18歳になったばかりの羽生は次代のエースとして期待され、その輝きは誰の目にも明らかだった。他にも小塚崇彦、町田樹、無良崇人、織田信成ら豪華メンバーが名を連ねたが、大会当日のフジテレビ番組欄には「初優勝へ! 急成長の羽生結弦が高橋大輔と直接対決!」の文字。全日本5Vのエースと若きプリンス――。2人の交錯は緊張感と高揚感を生み出し、全日本史に残るドラマを演出した。
ショートプログラム(SP)で首位に立ったのは羽生だった。「緊張で脚が震えた」。最終滑走という重圧がのしかかったが、名プログラム「パリの散歩道」のブルース曲に乗せ、全ジャンプで加点を引き出す圧巻の演技を披露。暫定トップに立っていた高橋はモニターで18歳の演技を見詰め、拍手を送るしかなかった。97・68点。自己ベストを叩き出し、2位の高橋(88・04点)に10点近く差をつけた。

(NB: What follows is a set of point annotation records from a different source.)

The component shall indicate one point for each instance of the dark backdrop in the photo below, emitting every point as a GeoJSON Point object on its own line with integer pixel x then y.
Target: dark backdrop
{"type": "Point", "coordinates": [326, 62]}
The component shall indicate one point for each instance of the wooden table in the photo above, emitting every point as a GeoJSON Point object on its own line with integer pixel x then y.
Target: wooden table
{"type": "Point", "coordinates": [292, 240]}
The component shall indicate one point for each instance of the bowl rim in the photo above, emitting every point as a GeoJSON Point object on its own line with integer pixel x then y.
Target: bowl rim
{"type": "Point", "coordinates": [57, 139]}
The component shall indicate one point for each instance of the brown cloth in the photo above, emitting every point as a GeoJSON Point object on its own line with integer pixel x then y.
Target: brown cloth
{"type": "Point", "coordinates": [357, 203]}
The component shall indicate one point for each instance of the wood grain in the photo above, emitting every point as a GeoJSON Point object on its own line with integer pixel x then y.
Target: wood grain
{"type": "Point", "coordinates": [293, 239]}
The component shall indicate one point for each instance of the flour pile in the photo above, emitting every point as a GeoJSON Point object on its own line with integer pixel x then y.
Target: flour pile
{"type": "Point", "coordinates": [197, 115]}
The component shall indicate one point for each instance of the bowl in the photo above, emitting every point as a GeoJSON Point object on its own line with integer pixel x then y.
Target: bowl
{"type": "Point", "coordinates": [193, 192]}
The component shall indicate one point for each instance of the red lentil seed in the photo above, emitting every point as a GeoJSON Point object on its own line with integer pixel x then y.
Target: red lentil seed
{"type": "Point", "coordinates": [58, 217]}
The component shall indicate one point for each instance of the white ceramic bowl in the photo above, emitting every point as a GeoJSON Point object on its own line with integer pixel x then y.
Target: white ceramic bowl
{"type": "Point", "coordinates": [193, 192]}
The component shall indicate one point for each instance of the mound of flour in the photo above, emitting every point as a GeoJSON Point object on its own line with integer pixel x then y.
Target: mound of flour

迎えたフリーでは高橋が意地を見せた。2つの4回転ジャンプを構成に入れて挑み、トリプルアクセル(3回転半ジャンプ)も成功。長きに渡って日本を牽引してきた男の円熟味がスケーティングににじみ出た。192・36点の高得点をマークし、逆転を信じて最終滑走の羽生を待った。しかし、わずかな希望は4分半後に打ち砕かれることになる。
羽生は冒頭の4回転トーループ、サルコーを着氷。いずれも体勢を崩しながらこらえ、執念を感じさせた。ミュージカル曲「ノートルダム・ド・パリ」の旋律を全身で表現し、最後まで演じ切った。フリーは高橋に及ばず187・55点。しかし、合計285・23点の表示が出た瞬間、羽生は汗だくの顔を天井に向けて相好を崩した。高橋の猛追を封じ込め、激闘の末に初の栄冠を手にした。
試合後、羽生は「正直まだ信じられない感じですが、ショートの差を何とか持ちこたえることができた」と笑顔。そして熱戦を演じた高橋について、こう語った。
「ずっと先輩の背中を追いかけてきた。少し追い付いたかな」
その高橋は通路で笑みを浮かべ、18歳を称えた。羽生の首からは「先輩に追いついた重たいメダル」がかけられた。前年3月、東日本大震災に被災し、避難所から夜空を眺めた。真っ暗な中に一筋の光を見た少年は1年半後、一番星となった。